The motion of magnetic domain walls in ferromagnetic material produces acoustic emission, named ``MAE``, through magnetoelastic coupling between spin motion in domain wall and internal lattice strain. The rms value and the waveform of MAE of 3% Si-Fe and mild steel have been measured in each cold-rolled and annealed condition with various frequency and intensity of magnetic field. The magnetization was alternated by solenoid and the maximum frequency and intensity of magnetic field was 70Hz and 30 Oe respectively.
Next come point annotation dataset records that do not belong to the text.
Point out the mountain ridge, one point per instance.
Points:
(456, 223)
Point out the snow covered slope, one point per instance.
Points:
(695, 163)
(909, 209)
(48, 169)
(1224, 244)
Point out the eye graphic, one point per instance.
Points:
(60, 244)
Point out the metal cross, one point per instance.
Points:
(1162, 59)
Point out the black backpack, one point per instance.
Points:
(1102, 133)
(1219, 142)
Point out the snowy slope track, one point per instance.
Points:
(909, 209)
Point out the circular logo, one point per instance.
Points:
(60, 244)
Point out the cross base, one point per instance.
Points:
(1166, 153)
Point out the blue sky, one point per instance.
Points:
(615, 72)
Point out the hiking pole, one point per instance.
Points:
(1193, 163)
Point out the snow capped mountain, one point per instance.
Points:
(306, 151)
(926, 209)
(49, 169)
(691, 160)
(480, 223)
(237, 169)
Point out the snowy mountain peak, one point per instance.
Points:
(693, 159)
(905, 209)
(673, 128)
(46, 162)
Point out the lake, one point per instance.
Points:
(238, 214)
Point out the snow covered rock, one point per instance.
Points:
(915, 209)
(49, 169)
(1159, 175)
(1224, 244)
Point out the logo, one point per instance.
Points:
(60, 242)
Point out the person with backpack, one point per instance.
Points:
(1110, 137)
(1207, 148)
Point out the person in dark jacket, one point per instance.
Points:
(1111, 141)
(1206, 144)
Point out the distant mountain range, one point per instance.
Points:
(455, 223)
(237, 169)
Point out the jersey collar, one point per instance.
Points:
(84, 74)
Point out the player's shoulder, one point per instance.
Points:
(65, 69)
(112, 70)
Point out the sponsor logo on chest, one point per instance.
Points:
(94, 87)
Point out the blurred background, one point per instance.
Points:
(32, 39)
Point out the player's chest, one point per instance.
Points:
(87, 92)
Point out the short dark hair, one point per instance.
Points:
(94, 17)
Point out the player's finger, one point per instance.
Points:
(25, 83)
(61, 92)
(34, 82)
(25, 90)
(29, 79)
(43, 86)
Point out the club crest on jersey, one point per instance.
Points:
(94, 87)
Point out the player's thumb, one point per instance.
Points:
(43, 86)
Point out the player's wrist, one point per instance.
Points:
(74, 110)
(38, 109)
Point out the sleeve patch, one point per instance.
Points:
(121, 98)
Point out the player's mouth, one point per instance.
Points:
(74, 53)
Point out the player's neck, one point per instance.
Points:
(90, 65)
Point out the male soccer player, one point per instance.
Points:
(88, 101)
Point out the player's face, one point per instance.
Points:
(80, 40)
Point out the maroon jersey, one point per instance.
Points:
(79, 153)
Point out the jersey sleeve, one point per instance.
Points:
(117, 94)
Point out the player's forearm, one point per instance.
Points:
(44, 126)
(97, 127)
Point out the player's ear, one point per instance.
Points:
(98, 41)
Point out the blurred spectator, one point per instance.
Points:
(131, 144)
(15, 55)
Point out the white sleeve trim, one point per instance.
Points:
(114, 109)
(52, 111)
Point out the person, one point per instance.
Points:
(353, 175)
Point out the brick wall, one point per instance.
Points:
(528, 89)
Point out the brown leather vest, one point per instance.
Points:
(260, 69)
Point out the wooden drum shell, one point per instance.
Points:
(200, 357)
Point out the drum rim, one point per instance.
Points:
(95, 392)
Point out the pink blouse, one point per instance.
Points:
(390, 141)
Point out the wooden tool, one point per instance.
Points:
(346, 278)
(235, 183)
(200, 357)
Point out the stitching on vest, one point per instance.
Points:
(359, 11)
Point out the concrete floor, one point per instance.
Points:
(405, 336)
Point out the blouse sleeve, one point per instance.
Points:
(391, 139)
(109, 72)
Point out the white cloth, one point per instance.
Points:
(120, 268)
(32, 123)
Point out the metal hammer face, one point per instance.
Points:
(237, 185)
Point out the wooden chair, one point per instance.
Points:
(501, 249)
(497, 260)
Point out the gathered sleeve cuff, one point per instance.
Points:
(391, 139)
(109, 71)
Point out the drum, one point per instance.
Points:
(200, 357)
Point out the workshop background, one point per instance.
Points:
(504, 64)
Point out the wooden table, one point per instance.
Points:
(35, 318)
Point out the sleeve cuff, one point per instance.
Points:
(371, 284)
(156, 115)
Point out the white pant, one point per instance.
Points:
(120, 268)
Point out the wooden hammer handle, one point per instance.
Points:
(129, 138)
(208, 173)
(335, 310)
A resonant type AE transducer, having 175KHz nominal center frequency was used with a band pass filter (125KHz-250KHz) and the total amplification was 80dB. It was found that the intensity of MAE signal was active at nearby coercive force and the rms value increases linearly with the increase of magnetizing frequency or magnetic field intensity. These results indicated that the MAE is caused by mainly domain wall displacement rather than rotation in magnetizing process and the intensity of MAE increases with the increase of domain wall velocity. The MAE of annealed state shows a higher response than cold-rolled state. The effects of rolling texture on MAE have been investigated in annealed 3% Si-Fe with the angle to the rolling direction.
Also the effects of plastic deformation produced by tensile stress on MAE have been investigated in annealed mild steel. It was found that the rms value of MAE decreases with plastic deformation gradually, and then increase slightly at fracture. Compared these behaviors of MAE with the conventional magnetic properties obtained by hysteresis loop measurements in each case, the intensity of MAE increases with the saturation induction and decreases with the coersive force. As a result, it seems that the amount of prior cold work, the difference in heat treatment, and the presence of rolling texture can be determined by monitoring this MAE phenomenon in ferromagnetic materials.